Additionally, Gamal was perceived to be too British to the Egyptian taste. Unlike many people his age, Gamal had been raised as the son of a vice president and, eventually, president. Whilst many of his peers faced difficulties in employment, healthcare, housing, transportation, or education,, Gamal had enjoyed a privileged upbringing. He never positioned himself as a voice of the people, likely understanding that he and they had not shared a similar life experience. Indeed, Gamal presented himself as Western-oriented, somewhat patronising, elitist and aloof: attributes that do not tend to foster widespread public support (Osman 2011, pp.151–152). Furthermore, as Gamal was linked to liberal capitalism, he carried on his shoulders the unpopularity of this ideology in Egypt. Legitimacy was indeed an area of weakness of Egyptian liberal capitalism, a force that
failed to spread beyond the top tiers of society. Liberal capitalism held little weight with the general public compared to Arab nationalism and Islamism, with its lack of legitimacy being personified by Gamal himself. It is true that Gamal demonstrated extreme conscientiousness and solid leadership abilities through his position within the NDP. The younger Mubarak had political tenacity, intellect and drive, as demonstrated through his successful command of the party. However, compared to others of his position in the economic and financial sectors, Gamal’s lack of edge and confident charisma left him unpopular with much of normal Egyptian society (Osman, 2011, p. 151).

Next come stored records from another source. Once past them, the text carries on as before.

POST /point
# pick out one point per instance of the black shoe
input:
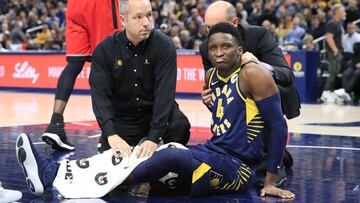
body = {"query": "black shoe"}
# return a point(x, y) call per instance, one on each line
point(55, 135)
point(287, 160)
point(32, 164)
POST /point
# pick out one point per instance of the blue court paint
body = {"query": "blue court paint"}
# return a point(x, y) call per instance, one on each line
point(347, 124)
point(326, 168)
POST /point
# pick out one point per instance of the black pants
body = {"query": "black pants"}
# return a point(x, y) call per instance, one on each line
point(132, 130)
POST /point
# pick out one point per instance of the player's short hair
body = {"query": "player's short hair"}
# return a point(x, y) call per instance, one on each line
point(336, 7)
point(231, 13)
point(226, 28)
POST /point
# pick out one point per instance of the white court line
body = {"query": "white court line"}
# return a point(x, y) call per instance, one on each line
point(83, 124)
point(322, 147)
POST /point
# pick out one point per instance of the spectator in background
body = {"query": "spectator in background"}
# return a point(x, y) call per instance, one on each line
point(241, 13)
point(45, 33)
point(17, 35)
point(186, 41)
point(308, 43)
point(350, 38)
point(177, 43)
point(197, 44)
point(334, 33)
point(201, 34)
point(164, 28)
point(315, 29)
point(351, 76)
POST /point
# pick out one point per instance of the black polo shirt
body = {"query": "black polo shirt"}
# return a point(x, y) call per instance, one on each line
point(129, 82)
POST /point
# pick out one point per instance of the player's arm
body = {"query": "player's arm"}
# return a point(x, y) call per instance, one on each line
point(164, 91)
point(206, 93)
point(257, 84)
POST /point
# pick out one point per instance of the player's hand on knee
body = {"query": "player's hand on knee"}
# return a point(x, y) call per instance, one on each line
point(119, 147)
point(147, 148)
point(277, 192)
point(206, 97)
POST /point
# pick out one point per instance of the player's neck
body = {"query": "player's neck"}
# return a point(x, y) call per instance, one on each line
point(224, 73)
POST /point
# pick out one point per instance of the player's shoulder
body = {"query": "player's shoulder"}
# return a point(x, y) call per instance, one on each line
point(252, 29)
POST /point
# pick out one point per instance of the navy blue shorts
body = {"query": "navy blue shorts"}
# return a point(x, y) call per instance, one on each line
point(218, 173)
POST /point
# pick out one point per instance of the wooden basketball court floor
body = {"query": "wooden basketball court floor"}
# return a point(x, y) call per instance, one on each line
point(324, 142)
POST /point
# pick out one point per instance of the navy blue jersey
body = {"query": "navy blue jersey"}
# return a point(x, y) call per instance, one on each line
point(236, 124)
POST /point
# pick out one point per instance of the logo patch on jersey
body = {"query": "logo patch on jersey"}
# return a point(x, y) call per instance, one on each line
point(215, 179)
point(83, 163)
point(170, 180)
point(115, 161)
point(118, 63)
point(101, 178)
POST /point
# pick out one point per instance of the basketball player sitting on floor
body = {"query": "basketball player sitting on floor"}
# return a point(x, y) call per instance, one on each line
point(247, 109)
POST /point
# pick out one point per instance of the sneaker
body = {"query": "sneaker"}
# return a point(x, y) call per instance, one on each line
point(56, 137)
point(38, 172)
point(288, 160)
point(281, 178)
point(9, 195)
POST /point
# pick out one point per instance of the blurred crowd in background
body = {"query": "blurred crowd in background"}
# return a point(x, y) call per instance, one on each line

In sum, this lack of personal, ideological and institutional legitimacy of the regime made the eudaemonic legitimacy the last resort of the regime to hold itself together. However, the latter was doomed to fail the regime as a consequence of the neoliberal reform of the economy in the 2000s, leaving the regime almost void of any level of coherent legitimacy and vulnerable for collapse under the pressure of the first serious test it will face.